Убедившись, что больше ни у кого из студентов вопросов нет, Тиган Муррей приступил к самому интересному: описанию схемы действий при построении блока. Со слов метра все было кристально ясно: при подозрении на нежелательное влияние следовало закрыться, а для этого у каждого из нас должен быть набор звуков, какая-нибудь примитивная мелодия, запоминающаяся, даже навязчивая, несущая в себе чувства скованности, недоверия, настороженности, всего, чего угодно, что помогло бы каждому из нас закрыться.

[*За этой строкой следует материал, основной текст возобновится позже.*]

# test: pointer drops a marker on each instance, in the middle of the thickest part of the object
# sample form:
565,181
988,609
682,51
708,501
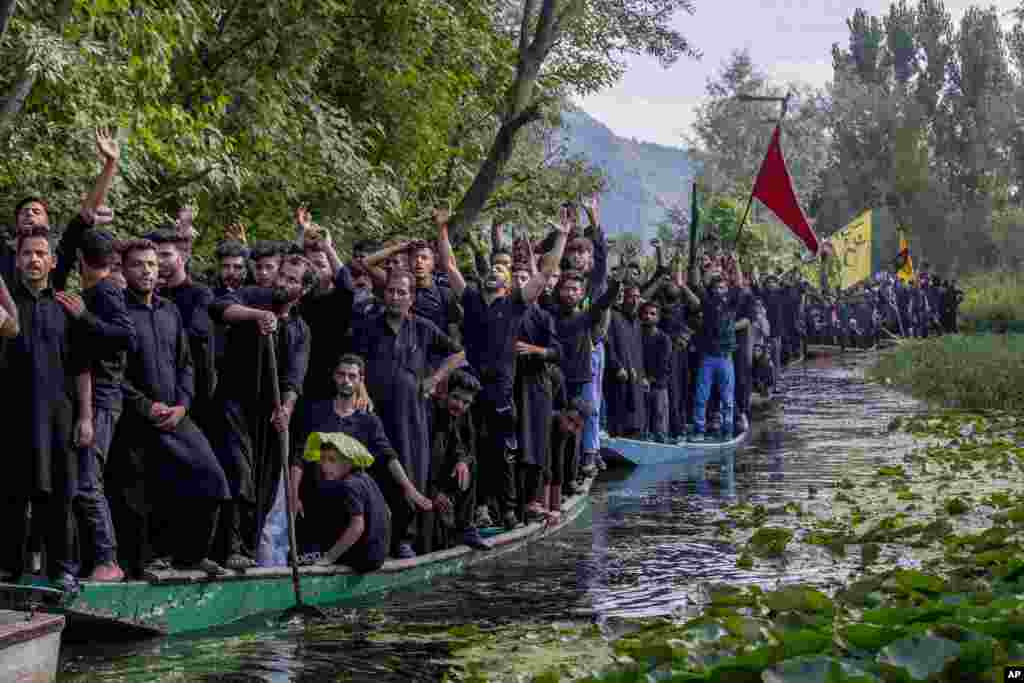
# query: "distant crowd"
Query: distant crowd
414,404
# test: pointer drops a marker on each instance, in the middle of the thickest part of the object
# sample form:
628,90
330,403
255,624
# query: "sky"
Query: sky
788,40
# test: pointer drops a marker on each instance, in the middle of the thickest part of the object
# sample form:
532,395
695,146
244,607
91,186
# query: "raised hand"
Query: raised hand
440,216
109,147
237,230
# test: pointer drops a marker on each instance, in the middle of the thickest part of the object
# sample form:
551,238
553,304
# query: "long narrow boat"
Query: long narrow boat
651,453
176,602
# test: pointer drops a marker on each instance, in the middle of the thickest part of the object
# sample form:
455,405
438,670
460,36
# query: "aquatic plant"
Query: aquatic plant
974,373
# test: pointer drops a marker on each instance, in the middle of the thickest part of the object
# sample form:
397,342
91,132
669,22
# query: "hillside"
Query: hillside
643,176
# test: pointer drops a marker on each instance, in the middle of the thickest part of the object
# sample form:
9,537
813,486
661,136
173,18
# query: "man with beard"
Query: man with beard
674,322
627,387
169,479
231,272
539,352
437,304
47,370
589,254
249,447
343,415
111,335
395,346
194,302
231,257
265,257
573,328
492,319
656,370
453,476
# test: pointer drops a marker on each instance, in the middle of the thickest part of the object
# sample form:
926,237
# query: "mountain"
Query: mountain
643,177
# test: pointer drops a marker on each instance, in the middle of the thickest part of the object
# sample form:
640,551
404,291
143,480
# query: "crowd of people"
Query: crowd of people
413,403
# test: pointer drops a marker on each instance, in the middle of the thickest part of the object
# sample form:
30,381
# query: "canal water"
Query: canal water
649,546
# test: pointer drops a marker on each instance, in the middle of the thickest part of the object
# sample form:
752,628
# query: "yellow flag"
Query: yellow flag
904,263
852,246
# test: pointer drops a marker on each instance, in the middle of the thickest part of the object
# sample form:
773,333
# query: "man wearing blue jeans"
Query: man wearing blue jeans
592,392
717,343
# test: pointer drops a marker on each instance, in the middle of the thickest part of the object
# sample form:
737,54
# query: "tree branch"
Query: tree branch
7,8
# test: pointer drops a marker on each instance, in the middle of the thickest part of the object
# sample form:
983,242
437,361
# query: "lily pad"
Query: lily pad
921,656
798,598
870,638
769,542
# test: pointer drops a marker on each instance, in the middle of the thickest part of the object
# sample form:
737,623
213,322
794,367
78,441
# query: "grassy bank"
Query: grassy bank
992,296
976,373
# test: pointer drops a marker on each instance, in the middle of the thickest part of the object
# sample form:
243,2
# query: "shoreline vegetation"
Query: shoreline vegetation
992,297
935,595
966,372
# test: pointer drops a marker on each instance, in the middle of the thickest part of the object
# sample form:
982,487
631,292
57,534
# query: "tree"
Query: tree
568,47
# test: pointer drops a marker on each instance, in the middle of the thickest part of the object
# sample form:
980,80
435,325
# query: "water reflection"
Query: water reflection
648,546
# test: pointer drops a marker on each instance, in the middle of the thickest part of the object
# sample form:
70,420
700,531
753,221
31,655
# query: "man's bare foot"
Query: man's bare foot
107,573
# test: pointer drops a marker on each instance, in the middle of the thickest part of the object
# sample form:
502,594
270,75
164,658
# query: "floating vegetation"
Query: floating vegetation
941,542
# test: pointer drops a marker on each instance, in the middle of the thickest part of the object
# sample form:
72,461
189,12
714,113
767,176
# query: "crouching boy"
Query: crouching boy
349,519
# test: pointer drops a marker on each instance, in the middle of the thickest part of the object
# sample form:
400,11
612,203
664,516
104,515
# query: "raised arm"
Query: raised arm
532,290
110,153
8,312
456,280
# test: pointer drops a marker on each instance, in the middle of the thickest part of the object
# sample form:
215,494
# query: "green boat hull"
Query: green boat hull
175,602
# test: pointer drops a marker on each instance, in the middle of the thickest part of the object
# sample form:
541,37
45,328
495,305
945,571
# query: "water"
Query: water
648,547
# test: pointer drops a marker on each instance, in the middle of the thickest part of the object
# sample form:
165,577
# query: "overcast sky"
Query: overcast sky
787,39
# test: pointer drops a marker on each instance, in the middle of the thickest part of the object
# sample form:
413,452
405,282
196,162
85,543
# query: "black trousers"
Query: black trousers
679,392
496,462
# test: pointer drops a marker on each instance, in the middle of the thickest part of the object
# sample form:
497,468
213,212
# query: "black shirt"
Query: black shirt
242,357
333,508
160,368
111,336
489,333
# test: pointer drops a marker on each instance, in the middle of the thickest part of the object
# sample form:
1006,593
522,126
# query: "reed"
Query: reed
966,372
992,296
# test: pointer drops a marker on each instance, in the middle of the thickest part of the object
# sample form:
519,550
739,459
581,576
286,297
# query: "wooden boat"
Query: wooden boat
30,646
650,453
174,602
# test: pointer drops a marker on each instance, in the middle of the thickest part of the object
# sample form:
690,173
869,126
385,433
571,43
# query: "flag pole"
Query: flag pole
784,101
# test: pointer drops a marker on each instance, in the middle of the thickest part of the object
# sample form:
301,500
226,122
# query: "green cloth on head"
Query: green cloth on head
348,447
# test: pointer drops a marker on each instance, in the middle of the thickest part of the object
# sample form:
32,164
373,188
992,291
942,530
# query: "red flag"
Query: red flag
774,188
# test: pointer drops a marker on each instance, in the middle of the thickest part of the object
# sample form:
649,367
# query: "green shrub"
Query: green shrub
992,296
974,373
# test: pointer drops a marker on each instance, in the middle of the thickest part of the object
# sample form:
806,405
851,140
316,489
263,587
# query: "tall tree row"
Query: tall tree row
369,112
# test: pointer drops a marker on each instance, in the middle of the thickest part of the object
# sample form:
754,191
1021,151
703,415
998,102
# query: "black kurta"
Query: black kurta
364,427
194,303
535,392
250,447
454,441
626,401
42,364
395,366
179,464
329,316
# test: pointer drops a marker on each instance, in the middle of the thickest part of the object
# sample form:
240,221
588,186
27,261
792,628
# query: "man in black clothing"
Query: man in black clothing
47,371
249,449
395,346
265,258
492,316
194,302
626,399
169,478
656,370
453,476
110,333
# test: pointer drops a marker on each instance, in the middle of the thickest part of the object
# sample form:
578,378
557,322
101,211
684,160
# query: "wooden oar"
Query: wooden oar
300,607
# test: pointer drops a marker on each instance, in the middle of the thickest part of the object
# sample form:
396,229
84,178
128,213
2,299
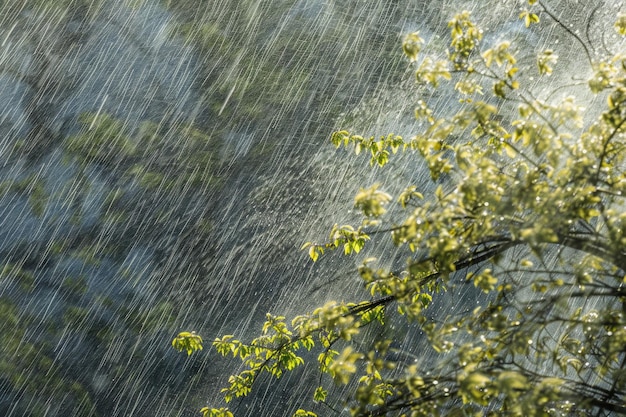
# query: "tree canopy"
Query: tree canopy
527,206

Преподаватель дал нам минуту на размышление и придумывание этой мелодии, которая, как он сказала, должна быть спонтанной. По прошествии выделенного времени метр стал говорить. Не так, как он обычно говорил при начитке лекции. Его мелодичный голос наполнял пространство, обволакивал, манил, призывал приблизиться, от ровного баланса цвета он перешел к апельсиновому оттенку, у меня даже рот слюной наполнился, так он был похож на сладкий цитрус. Через несколько мгновений после того, как метр начал говорить, я почувствовала непреодолимое желание подойти к доске. Необоснованное, но навязчивое и требовательное. Не понимая, что происходит я медленно поднялась и стала замечать, что другие студенты с теми же растерянными лицами отрываются от стульев и один за другим начинают двигаться по проходу к доске мимо метра с глазами, блестящими лукавством. Я в растерянности оборачивалась, но ничего не могла с собой поделать: ноги сами вели меня к заветной цели. Внезапно мой взгляд наткнулся на Байла. Лицо парня не было озадаченным или удивленным: оно было полно напряжения и внутренней борьбы. В отличие от всех остальных он не двигался, а просто стоял рядом со своим местом.

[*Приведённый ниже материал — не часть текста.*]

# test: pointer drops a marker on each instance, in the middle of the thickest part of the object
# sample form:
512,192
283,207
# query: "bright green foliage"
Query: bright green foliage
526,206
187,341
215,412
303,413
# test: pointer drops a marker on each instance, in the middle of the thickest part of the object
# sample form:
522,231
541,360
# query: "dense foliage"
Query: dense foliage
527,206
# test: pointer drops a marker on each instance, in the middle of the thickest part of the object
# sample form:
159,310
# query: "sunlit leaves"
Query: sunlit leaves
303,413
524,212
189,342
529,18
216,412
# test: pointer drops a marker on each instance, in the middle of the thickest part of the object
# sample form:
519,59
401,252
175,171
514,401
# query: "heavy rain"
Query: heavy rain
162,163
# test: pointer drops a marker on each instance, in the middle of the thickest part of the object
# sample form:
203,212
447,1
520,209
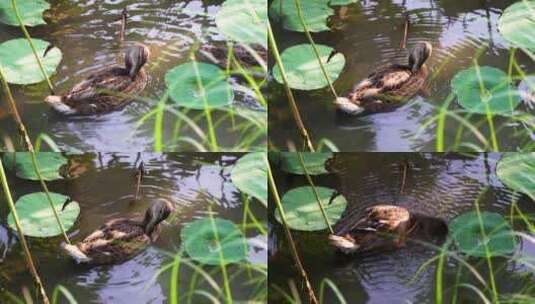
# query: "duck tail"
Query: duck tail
75,253
345,105
56,102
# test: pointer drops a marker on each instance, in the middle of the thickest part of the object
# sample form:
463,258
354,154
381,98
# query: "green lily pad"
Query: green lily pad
498,93
315,13
250,175
18,62
517,24
314,162
36,216
183,84
303,69
50,164
517,171
31,12
200,241
302,210
244,21
467,233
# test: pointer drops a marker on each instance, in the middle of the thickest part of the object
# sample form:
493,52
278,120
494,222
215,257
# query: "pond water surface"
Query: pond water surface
106,191
369,33
87,33
439,185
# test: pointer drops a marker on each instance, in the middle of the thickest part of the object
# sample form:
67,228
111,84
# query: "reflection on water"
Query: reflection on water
106,191
368,33
87,33
440,185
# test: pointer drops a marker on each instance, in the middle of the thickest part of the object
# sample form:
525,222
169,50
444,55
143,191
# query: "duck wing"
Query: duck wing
115,79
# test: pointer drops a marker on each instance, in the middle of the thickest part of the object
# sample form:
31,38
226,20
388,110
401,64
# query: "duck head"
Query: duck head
158,212
419,55
135,57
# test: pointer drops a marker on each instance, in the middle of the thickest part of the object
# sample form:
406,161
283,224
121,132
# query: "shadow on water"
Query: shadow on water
106,191
437,185
368,33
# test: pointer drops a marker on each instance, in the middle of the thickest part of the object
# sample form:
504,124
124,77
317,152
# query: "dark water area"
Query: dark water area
368,34
439,185
106,191
87,34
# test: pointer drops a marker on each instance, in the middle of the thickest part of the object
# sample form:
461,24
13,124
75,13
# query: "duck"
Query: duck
106,90
386,226
389,86
121,238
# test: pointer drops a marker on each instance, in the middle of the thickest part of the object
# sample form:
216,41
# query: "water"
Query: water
441,185
106,191
368,33
87,33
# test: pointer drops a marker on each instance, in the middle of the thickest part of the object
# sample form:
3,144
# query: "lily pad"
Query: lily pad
31,12
18,62
517,171
467,233
303,69
315,13
200,241
314,162
497,91
50,164
250,175
36,216
302,210
187,82
244,21
517,24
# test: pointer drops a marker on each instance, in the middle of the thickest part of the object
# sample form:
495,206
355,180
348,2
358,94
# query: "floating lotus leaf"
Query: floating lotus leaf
314,162
517,24
187,82
526,88
517,171
19,64
50,164
31,12
467,233
37,218
303,69
250,175
315,13
244,21
498,93
200,241
302,210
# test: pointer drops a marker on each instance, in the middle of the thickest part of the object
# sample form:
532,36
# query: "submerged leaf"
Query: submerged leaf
315,13
19,64
517,24
31,12
50,164
303,69
303,213
250,175
187,82
314,162
244,21
477,87
37,218
204,243
517,171
496,234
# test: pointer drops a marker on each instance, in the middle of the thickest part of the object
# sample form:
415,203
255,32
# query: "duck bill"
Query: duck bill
343,244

Прервав свою плавную речь, преподаватель ухмыльнулся и произнес:
- Оллам Байл, весьма и весьма похвально. Остальных прошу занять свои места, - это предложение метр сопроводил приглашающим жестом в сторону парт.Сейчас вы ощутили на себе воздействие музыки души. Да, как вы уже поняли, музыка души воздействует не только через игру или пение, но и через обыкновенную повседневную речь, ибо это тоже звуки и ими просто нужно уметь правильно пользоваться.
Подобное заявление не стало для меня открытием, что-то подобное я подозревала и ранее. Не зря ведь на лекциях Тигана Муррея студенты сидят так тихо и переполнены энтузиазмом.
- Итак, что вы сделали неправильно. Ваша ошибка была в бездействии дорогие мои олламы и оллемы. Я рассказал вам, принцип защиты и дал время, чтобы подготовиться, но подготовился, как я вижу лишь один из вас. Объясню подробней: когда вы чувствуете нежелательное воздействие, вам следует воспроизводить в мозгу, перед внутренним слухом ту самую мелодию, которая поможет вам закрыть душу. Степень закрытия можно и нужно учиться регулировать. Надеюсь, в этот раз все всё поняли, - преподаватель окинул аудиторию испытывающим взглядом и произнес ожидаемое:
- Попробуем еще раз.
После этих слов он снова начал мелодично зачитывать какое-то стихотворение, а меня снова стало тянуть подойти к доске. Но в этот раз, я уже понимала, что происходит и сосредоточилась на придуманной ранее простой мелодии, состоящей всего из трех нот, поступенно нисходящих. По мере проигрывания их в своей голове я представляла, как покрываюсь скорлупой, но не той, каменной, а более тонкой, сродни яичной.
Пока эта тонкая, но все-таки преграда покрывала меня, желание подняться и приблизиться к доске становилось все менее навязчивым и явственным, пока совсем не исчезло, не оставив и отголоска.